Rechtbank Noord-Nederland, 7 juli 2021 | |
Onduidelijkheid over toedracht ongeval tussen fietser en scooter: hebben zij elkaar geraakt, is er sprake van een schrikreactie of is er sprake van uitglijden? Vooralsnog geen aansprakelijkheid a.d.z.v. de scooter. | |
Verzoek | Rechtbank |
(Verzoekster) verzoekt de rechtbank:
(1) voor recht te verklaren dat (verweerders) aansprakelijk zijn voor de gevolgen van het ongeval: |
(Verweerders) betwisten de betrokkenheid van bestuurder WA-verzekerde voertuig bij het ongeval. Het is aan (verzoekster) om die betrokkenheid (i.d.z.v. art. 185 WVW) te bewijzen.

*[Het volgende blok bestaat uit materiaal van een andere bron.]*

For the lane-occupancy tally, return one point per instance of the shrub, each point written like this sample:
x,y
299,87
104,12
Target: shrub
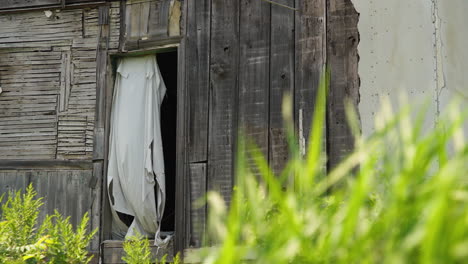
x,y
54,242
400,197
137,251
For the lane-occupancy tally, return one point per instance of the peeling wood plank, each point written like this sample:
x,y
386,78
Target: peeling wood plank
x,y
281,81
310,62
197,204
223,95
198,76
254,72
343,38
45,164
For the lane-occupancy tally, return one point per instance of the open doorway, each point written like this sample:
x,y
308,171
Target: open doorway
x,y
167,62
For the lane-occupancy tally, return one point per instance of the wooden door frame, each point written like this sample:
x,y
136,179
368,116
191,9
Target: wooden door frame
x,y
181,150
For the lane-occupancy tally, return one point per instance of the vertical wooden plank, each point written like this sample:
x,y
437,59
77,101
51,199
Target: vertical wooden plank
x,y
281,80
39,181
180,240
100,141
254,71
310,60
61,192
343,39
72,189
223,95
198,74
52,184
174,18
3,195
159,18
143,20
197,211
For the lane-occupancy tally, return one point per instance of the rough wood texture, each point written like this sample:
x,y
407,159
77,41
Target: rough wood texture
x,y
197,204
198,74
27,3
223,95
48,108
254,72
310,61
281,80
48,77
63,190
343,38
150,20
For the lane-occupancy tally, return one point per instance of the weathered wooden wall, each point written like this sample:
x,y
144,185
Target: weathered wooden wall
x,y
48,106
242,57
237,60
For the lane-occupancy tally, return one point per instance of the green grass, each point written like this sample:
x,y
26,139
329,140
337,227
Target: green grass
x,y
22,241
400,197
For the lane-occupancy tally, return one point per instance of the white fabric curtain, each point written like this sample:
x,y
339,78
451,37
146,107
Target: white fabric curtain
x,y
136,163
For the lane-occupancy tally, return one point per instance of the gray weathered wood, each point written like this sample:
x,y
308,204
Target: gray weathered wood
x,y
343,39
27,3
254,72
197,203
181,188
198,74
45,164
223,95
310,61
281,80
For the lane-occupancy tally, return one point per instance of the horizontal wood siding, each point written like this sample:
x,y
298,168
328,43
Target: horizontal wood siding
x,y
147,21
258,52
48,73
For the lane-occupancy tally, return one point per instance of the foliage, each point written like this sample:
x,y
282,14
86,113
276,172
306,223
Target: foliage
x,y
137,251
54,242
400,197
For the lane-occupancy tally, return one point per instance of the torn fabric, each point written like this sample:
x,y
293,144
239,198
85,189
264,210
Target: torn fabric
x,y
136,162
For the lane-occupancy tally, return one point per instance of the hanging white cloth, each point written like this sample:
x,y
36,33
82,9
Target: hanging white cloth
x,y
136,163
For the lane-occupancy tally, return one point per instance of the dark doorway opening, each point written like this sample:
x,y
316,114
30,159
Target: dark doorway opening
x,y
168,66
167,62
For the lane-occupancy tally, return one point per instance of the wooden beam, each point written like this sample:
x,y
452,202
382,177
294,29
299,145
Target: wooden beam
x,y
45,164
52,4
342,56
310,59
180,240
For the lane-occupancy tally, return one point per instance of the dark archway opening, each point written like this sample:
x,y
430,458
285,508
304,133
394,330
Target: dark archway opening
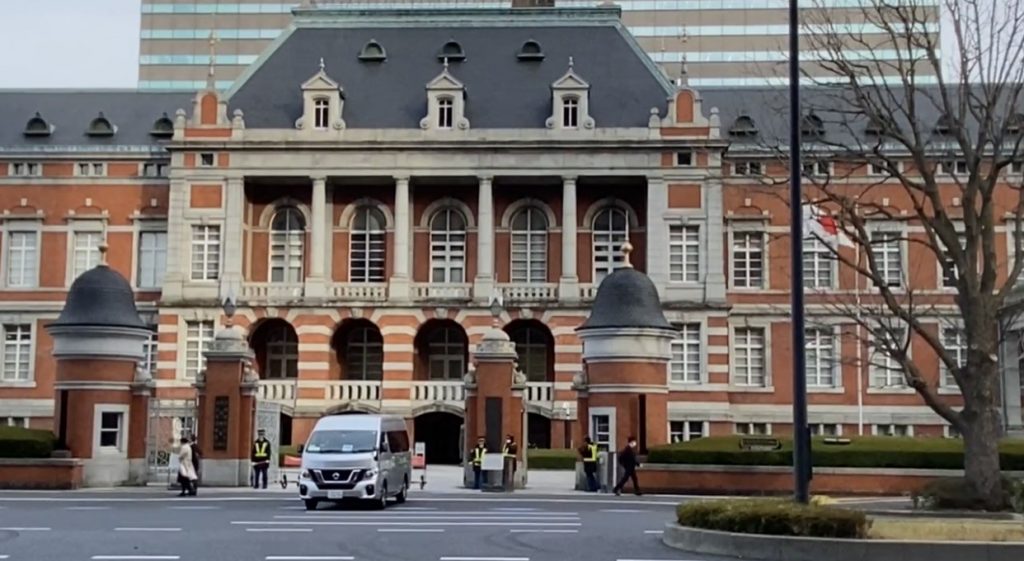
x,y
441,433
538,431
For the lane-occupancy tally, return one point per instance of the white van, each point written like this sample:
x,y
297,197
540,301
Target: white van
x,y
356,457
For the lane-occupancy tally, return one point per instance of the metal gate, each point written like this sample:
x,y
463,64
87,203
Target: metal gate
x,y
268,419
169,421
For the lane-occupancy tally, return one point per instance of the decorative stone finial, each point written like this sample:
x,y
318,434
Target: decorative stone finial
x,y
627,250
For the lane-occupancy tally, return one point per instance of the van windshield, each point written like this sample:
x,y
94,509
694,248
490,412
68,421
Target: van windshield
x,y
342,441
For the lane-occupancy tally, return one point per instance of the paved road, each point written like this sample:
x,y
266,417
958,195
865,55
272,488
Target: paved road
x,y
120,525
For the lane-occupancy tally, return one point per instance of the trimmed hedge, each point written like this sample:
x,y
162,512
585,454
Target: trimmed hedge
x,y
864,451
18,442
773,517
555,459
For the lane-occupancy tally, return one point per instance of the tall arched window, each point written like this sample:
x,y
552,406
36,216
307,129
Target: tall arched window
x,y
529,246
287,243
448,247
322,114
446,348
611,229
365,353
367,246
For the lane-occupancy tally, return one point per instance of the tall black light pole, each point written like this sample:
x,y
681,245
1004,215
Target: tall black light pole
x,y
801,437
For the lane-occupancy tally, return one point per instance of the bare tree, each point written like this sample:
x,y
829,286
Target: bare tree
x,y
939,131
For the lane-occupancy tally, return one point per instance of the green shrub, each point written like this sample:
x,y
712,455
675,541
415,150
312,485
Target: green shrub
x,y
866,451
773,517
555,459
954,492
18,442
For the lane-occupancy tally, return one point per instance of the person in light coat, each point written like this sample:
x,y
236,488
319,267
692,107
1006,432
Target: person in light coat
x,y
186,470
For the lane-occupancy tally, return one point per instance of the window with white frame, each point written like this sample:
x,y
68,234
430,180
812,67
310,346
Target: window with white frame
x,y
529,246
747,167
322,113
749,351
684,253
288,235
954,341
205,252
818,263
888,250
112,426
684,431
26,169
85,251
887,371
448,247
570,112
368,246
90,169
199,335
825,429
445,113
152,261
753,429
820,357
611,230
893,430
15,355
684,367
23,259
748,259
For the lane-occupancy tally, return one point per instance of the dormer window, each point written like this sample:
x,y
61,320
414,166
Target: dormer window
x,y
37,126
452,51
322,113
163,127
570,112
100,126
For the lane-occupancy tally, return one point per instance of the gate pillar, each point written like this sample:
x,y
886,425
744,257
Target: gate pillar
x,y
226,391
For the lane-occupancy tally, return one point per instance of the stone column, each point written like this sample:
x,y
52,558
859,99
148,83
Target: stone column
x,y
226,407
496,387
568,286
316,281
483,286
400,276
235,206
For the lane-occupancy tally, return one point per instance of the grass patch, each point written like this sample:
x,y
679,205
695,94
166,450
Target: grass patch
x,y
865,451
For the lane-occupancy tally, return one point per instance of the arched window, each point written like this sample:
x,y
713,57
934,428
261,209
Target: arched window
x,y
532,347
287,242
322,114
446,353
570,112
365,353
367,246
610,231
445,113
529,246
448,247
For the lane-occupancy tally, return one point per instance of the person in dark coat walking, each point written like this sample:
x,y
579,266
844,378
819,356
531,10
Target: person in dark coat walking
x,y
628,460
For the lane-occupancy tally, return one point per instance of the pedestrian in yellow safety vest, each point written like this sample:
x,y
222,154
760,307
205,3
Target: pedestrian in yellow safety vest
x,y
478,452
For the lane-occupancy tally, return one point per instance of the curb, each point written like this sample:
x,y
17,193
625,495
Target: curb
x,y
783,548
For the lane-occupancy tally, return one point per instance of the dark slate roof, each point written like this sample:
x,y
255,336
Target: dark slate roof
x,y
132,112
100,297
502,91
627,298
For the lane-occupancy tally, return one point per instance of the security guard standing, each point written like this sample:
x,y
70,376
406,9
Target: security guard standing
x,y
509,451
590,451
478,452
260,459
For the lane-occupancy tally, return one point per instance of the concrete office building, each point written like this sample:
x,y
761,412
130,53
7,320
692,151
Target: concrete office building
x,y
723,42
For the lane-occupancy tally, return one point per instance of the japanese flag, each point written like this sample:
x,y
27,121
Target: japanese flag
x,y
824,227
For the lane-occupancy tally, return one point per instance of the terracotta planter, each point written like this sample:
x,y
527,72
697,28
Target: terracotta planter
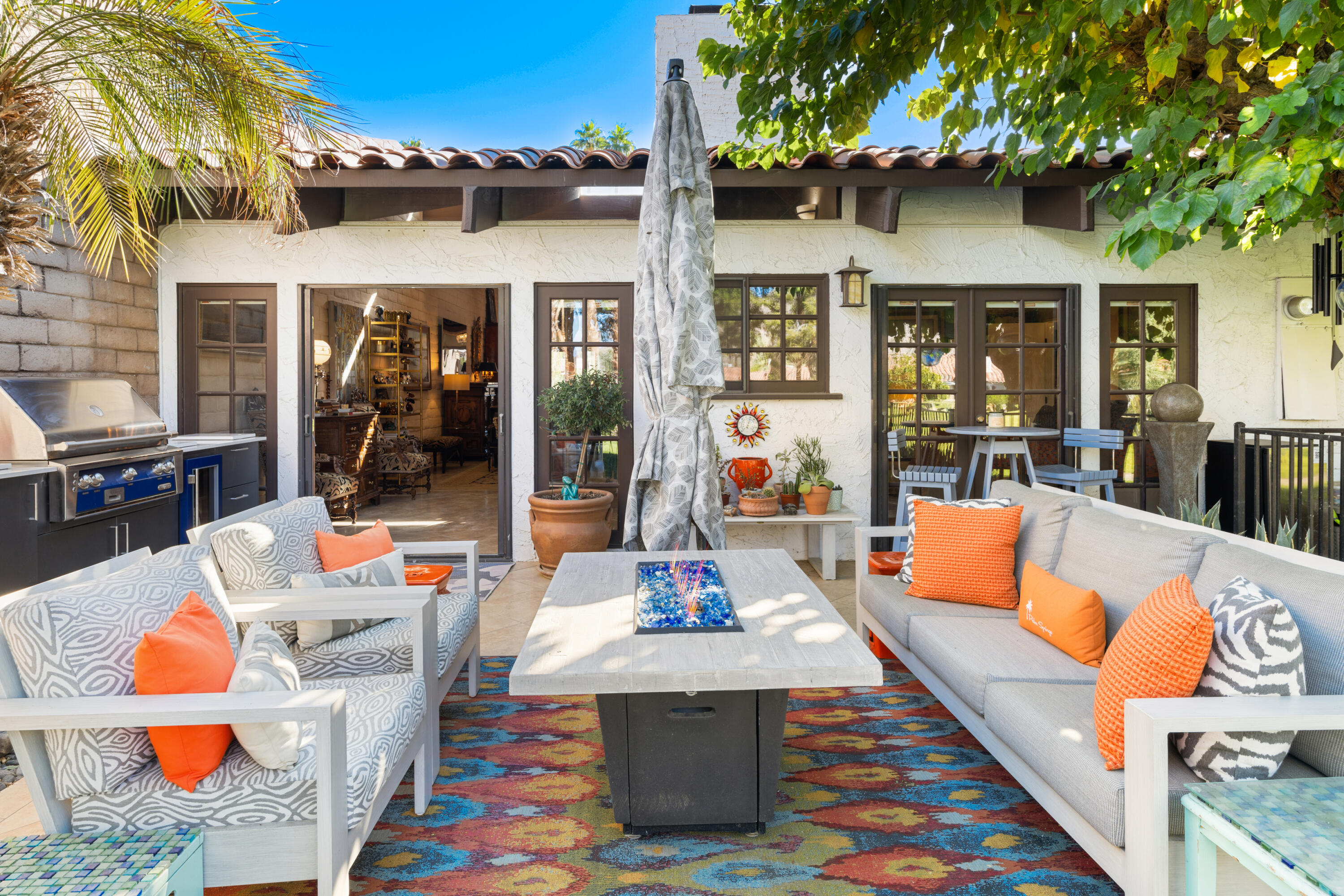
x,y
561,527
758,507
816,500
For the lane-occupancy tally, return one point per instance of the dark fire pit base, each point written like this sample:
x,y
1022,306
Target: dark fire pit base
x,y
694,761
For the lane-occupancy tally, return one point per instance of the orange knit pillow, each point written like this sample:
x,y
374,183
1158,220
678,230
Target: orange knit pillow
x,y
1160,652
965,555
1070,618
345,551
189,655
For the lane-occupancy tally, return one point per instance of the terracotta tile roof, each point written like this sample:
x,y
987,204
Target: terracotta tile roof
x,y
388,155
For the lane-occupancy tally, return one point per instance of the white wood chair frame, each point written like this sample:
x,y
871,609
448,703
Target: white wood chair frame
x,y
1151,863
436,687
324,848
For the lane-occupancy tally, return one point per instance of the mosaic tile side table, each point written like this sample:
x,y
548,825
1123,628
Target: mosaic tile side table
x,y
1289,833
147,863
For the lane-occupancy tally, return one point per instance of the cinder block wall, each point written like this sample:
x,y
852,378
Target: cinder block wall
x,y
73,323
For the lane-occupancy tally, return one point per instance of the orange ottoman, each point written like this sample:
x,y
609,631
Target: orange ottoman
x,y
429,574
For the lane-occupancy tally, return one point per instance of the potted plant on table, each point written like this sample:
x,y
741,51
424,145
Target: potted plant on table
x,y
590,403
814,484
788,488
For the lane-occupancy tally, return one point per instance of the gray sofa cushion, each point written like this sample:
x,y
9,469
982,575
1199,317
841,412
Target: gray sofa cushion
x,y
1045,515
1124,561
968,655
1050,727
1316,601
80,641
885,597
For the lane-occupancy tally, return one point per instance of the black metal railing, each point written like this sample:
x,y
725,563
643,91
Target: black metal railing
x,y
1289,480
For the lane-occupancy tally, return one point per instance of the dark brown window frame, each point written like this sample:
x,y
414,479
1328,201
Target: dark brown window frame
x,y
1187,364
783,389
189,340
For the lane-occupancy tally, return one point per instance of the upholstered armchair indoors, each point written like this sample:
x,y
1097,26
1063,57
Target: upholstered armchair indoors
x,y
78,726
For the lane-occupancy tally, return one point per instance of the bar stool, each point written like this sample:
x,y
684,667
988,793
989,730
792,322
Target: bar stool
x,y
1072,477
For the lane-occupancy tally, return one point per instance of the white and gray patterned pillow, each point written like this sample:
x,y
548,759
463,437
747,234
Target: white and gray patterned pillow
x,y
979,504
80,641
389,570
264,664
1257,651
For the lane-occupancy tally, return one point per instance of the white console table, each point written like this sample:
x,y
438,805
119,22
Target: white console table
x,y
818,530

Onafhankelijke getuige (C) heeft verklaard dat het niet druk was bij de rotonde en dat bestuurder WA-verzekerde voertuig rustig richting de rotonde reed. (Verzoekster) al ter hoogte van de grijze stenen/tegels is gevallen die – met name als ze nat zijn – spekglad zijn. Het regende tijdens het ongeval. (Verzoekster) reed overigens over de grijze stenen/tegels op de stoep, vanaf de verkeerde kant van de rotonde. (Verzoekster) was al in overtreding. Afwijzing van het verzoek: onduidelijk of contact / aanraking tussen (verzoekster) en bestuurder WA-verzekerde voertuig heeft plaatsgevonden, onduidelijk of bestuurder WA-verzekerde voertuig een actieve rol heeft gespeeld bij het ontstaan van het ongeval. |
(2) de kosten van het deelgeschil te begroten en (verweerders) te veroordelen in deze kosten. | Verzoek: 15 uur x € 210,– x 21% BTW = € 3.811,50. Begroting conform verzoek: aantal uur is redelijk, uurtarief is niet bovenmatig. Geen aansprakelijkheid, geen veroordeling. |
Heldere uitspraak omtrent de toepasselijkheid van art. 185 WVW. De rechtbank meent dat nadere bewijslevering nodig is, waarbij (verzoekster), de bestuurder en (C) gehoord kunnen worden. (Verzoekster) lijkt met een bewijsprobleem te kampen, aangezien de verklaring van (C) nadelig is voor (verzoekster).